We do for others because we don't know how to do for ourselves. We do for others because we feel it is the only way to make up for the damage we feel our craziness is doing to society. We do for others because it makes us feel good when nothing else in the whole world does, not even pills. We stay quiet and sit in the corner because others seem so much more needy. We require so little, you and I. A fact which does not sit well with others who would label us as too much to handle. When in truth, all those such as us really need is a bit of understanding, a bit of reciprocation, maybe a touch on the cheek once in a while and a sly wink. The rest of the world is needy. I'd rather be crazy. ~~Aimee

Thursday 7 April 2011

First Time for Everything




For reasons unbeknownst to me, this last week or two has just been funky. I haven't felt "myself". I felt like I was wearing someone else's body and it wasn't exactly the right size. I never know why these moods come. They just do. I never know why they go. They just go.
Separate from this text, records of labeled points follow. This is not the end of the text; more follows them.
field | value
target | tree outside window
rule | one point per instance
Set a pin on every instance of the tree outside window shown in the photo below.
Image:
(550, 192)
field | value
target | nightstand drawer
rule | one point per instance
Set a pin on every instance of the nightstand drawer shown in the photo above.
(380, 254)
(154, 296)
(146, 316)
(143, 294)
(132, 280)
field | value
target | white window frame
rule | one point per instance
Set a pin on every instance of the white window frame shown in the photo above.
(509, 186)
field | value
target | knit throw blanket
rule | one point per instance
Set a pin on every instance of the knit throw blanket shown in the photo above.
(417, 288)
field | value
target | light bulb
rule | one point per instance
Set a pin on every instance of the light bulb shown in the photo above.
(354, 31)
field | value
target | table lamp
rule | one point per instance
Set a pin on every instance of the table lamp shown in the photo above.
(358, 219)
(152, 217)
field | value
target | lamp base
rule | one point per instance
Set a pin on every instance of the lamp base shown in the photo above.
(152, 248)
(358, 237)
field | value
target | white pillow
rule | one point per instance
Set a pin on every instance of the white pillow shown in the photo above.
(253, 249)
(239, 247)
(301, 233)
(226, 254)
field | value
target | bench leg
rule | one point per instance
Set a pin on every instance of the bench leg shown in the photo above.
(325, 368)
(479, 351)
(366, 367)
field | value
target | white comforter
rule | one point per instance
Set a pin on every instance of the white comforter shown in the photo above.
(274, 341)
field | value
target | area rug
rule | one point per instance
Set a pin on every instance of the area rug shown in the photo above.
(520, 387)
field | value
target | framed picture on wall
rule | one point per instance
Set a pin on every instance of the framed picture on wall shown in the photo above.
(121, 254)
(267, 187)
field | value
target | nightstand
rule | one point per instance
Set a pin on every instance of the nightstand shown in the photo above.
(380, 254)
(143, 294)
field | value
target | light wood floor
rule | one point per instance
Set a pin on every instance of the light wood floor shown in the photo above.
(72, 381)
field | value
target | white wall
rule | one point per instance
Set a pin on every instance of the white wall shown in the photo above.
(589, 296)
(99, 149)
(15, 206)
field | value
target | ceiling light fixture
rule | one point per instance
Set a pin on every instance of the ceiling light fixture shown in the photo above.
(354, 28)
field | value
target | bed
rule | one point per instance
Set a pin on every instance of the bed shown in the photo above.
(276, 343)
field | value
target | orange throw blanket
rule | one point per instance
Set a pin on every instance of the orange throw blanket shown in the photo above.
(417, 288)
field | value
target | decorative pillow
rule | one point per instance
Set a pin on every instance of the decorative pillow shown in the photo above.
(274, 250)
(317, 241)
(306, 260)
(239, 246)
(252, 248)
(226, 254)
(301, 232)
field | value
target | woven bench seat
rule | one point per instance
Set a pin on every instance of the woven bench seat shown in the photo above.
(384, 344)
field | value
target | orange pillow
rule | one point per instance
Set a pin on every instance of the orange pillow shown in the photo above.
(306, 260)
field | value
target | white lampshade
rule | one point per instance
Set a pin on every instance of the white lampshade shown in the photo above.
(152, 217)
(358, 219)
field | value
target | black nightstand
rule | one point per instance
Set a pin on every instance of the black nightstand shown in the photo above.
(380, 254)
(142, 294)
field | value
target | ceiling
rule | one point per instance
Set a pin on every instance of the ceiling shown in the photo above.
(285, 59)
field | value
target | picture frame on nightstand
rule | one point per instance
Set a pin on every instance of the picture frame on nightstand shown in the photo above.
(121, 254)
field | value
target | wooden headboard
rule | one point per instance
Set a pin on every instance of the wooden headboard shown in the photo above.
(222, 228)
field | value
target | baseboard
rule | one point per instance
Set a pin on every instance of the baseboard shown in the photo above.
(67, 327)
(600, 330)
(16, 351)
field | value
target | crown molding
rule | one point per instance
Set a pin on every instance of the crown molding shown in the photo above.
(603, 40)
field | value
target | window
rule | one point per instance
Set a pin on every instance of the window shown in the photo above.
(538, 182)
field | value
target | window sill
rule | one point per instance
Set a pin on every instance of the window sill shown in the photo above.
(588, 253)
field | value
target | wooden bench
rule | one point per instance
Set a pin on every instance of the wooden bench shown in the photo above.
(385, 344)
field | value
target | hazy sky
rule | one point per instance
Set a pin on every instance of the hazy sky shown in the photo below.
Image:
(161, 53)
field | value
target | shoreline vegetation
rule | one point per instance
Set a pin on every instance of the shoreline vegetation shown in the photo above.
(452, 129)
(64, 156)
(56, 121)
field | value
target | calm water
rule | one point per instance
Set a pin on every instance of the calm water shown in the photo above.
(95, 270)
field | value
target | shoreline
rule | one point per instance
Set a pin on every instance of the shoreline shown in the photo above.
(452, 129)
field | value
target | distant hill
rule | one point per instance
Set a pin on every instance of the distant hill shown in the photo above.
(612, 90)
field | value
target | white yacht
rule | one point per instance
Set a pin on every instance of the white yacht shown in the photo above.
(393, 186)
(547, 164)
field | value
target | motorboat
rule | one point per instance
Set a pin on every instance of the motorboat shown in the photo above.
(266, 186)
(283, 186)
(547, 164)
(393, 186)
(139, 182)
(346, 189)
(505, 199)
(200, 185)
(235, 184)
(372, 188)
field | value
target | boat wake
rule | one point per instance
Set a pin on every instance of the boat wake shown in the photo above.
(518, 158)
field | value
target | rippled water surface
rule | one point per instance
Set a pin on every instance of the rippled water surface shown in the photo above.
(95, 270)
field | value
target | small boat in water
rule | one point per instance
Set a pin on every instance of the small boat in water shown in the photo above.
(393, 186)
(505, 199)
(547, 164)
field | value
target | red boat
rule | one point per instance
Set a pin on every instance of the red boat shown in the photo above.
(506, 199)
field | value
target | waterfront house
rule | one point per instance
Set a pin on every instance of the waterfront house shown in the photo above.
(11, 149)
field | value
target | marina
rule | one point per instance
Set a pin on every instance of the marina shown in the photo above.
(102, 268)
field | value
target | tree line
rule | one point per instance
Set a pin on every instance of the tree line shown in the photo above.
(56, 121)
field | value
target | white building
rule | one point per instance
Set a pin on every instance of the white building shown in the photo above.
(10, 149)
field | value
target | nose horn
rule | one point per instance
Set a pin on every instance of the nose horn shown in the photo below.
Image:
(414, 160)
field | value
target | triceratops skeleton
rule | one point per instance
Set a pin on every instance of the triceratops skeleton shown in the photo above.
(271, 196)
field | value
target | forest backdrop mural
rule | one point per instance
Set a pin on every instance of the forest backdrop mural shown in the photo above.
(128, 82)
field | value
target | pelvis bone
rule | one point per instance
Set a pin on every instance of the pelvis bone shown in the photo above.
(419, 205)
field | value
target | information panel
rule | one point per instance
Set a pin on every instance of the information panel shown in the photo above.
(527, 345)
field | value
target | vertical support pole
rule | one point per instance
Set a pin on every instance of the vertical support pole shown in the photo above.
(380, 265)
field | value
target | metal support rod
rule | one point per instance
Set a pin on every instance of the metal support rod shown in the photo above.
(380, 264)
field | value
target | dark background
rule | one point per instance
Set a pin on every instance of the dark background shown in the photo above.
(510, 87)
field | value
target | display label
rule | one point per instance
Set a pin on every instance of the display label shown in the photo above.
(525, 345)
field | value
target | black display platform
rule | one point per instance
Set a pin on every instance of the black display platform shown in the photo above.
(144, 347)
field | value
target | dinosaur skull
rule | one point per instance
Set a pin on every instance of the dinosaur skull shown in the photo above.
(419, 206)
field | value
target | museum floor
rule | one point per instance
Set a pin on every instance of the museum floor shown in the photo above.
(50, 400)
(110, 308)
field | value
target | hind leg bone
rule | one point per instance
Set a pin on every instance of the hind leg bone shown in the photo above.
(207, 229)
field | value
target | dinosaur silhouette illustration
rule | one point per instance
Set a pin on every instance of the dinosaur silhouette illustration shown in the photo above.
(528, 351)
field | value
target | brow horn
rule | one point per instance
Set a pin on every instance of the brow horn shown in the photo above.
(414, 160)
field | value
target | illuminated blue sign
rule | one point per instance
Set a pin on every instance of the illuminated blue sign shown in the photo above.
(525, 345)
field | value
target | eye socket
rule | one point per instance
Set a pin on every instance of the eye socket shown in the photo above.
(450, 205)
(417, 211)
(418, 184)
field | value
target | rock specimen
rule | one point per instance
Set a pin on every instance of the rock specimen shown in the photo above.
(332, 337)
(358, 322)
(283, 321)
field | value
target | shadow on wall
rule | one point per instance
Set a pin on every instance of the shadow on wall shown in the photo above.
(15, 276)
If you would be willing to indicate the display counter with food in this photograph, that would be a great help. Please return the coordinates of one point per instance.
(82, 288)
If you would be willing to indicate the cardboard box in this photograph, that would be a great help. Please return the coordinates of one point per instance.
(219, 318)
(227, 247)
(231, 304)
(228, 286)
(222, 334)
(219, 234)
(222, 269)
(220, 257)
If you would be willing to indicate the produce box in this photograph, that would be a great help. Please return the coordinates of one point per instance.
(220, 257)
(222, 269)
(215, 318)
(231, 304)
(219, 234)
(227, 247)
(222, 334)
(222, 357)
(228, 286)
If this mood weren't bad enough, a couple three days ago I found out that Jigger was going on a trip. Well maybe going. In July. Nothing confirmed, but it PISSED me off. I am unable to go because of visa issues, but as soon as he told me I instantly felt the rage jump out of the pit of my stomach and into my throat. Somehow I managed to keep it contained inside my mouth, but Jigger could tell by the look on my face that I was not HAPPY. 

For the next 24 hrs I said not one word to Jigger. I mean Not. One. Single. Word. I didn't look at him. As far as I was concerned he simply did not exist. He let me be. Then I HAD to ask a work related question. He answered and the door was opened. Slightly. 


As hard as I tried NOT to be pissed, I still was. The occasional snide remark slipped out and Jigger just let it go. He saw that I was TRYING to control the rage that was inside of me. I was TRYING to gain control over the emotions that were spinning a thousand miles an hour inside my head. Paranoid, irrational, illogical thoughts. Thousands of them bombarding my brain each second and yet somehow I managed to keep almost all of them from escaping. 

Then 48 hrs passed from the time I found out about this maybe not yet confirmed trip. Slowly acceptance was starting to creep in. Real acceptance. Not the fake shit I had been telling myself for the previous 24 hrs. My heart stopped pounding in my chest. My breathing eased. My mind slowed down a bit. I became more in control of my thoughts.

72 hrs has now passed and then I remembered something. Something I had totally forgotten. Something that if I had totally come unglued I would have never remembered. That forgotten thing that was rambling around in my brain, fighting to come to the surface was the one thing I needed. It was the truth amidst the lies that my brain had been telling me for 3 days. It took me 3 days to find it but I found it. That is a first for me. This is the first time I was able to really control my rage and out of control feelings, and I am damn proud of myself. 

While most of this post makes no sense to anyone outside of my head, I thought it important to document this moment. So that when it happens again because we all know there will be an again, then maybe I will remember to just hold on. Just let the emotions run their course and wait. Don't react to the first thought that comes up for air. Don't assume the irrational, illogical crap screaming to be released is correct. Just because it wants to be free doesn't mean it has to be let free. This post is to remind myself the right thought will eventually come to the surface and when it does, I will be able to recognize it. So trust it.

Things really aren't as bad as they seem.




With arms wide open
Under the sunlight
Welcome to this place
I'll show you everything
With arms wide open


"with arms wide open - creed"

5 comments:

The Little Penmark Girl said...

I wish it hadn't taken me 25 years and enough antipsychotics to kill a team of marine snipers to learn that. You're truly an inspiration, darlin.

Maasiyat said...

No, it just took me 20+ years and losing my kids. Not really inspirational when you look at the picture as a whole.

Haven said...

Was there a reason you got so angry?

I completely relate to this though. That feeling of uncontrollable anger. I'm much better equipped to deal with the irrational thoughts now. Outwardly at least. But it did take a long time to reach and remember that place.

I'm happy for you for finding some control. It's not easy.

Maasiyat said...

A rational reason? No not really. More of a control issue and I wasn't in "control" of the situation. Usually whenever this rage appears it ends in one of those "you hate me, you don't love me, i want a divorce" arguments. I know I can't keep saying that even though I don't mean it because one day he will say ok let's get a divorce so the fact I didn't argue this time and raise all kinds of hell because it is out of my control and I am not the one making the decisions is HUGE.

Lance said...

Yep, when a control freak realizes they don;t have control, bad things happen.

I like how you know the problem, so to speak. Good post.